Posted: May 21, 2002

Contact: Doug Anderson,, 651-201-1426

MnSCU Board of Trustees will discuss details of proposed reorganization

Minnesota State Colleges and Universities Chancellor James H. McCormick on Wednesday will present the Board of Trustees with a potential new structure for Northwest Technical College. The proposed reorganization maintains the five Northwest Technical College campuses but streamlines the administration through partnerships with other state colleges in the region and Bemidji State University.

McCormick has requested further exploration of the proposed plan and will present the plan to the Board of Trustees at its meeting Wednesday.

The two-year technical college serves about 4,800 students per semester at its campuses in Bemidji, Detroit Lakes, East Grand Forks, Moorhead and Wadena.

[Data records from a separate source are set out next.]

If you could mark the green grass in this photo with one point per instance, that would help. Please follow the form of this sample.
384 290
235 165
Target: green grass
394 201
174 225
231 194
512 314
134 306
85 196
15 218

College President Ronald Swanson earlier said he would step down at the end of his contract on June 30, 2002.

"By reorganizing the college, we will be able to strengthen technical education in the region for the benefit of students and employers," Chancellor McCormick said. "Reorganization also will allow us to be more efficient and use the savings to enhance the educational opportunities for students."

The proposal would create a new management structure for the five Northwest Technical College campuses beginning July 1, 2002:

  • The East Grand Forks campus would be administered by President Orley Gunderson of Northland Community and Technical College in Thief River Falls.
  • The Bemidji campus would be administered by President Jon Quistgaard of Bemidji State University.
  • The campuses at Detroit Lakes, Moorhead and Wadena would be administered by President Ken Peeders of Fergus Falls Community College. The three presidents would work together to ensure a smooth transition for students, faculty and staff, and the community.

The three presidents also would develop a plan to deliver customized training, distance education, curriculum standards, programs and services to all colleges in the northwest region.

McCormick selected the plan from numerous options that were developed by staff in the Office of the Chancellor after they held 17 listening sessions. The sessions were attended by more than 500 community members and administrators, faculty, staff and students, who offered suggestions for the future organization of the college.

The sessions were held at all five campuses and at Perham, where the college's central administration is located.

The Office of the Chancellor will conduct a public forum in mid-June on the proposal and present details of the plan to the board at its June meeting.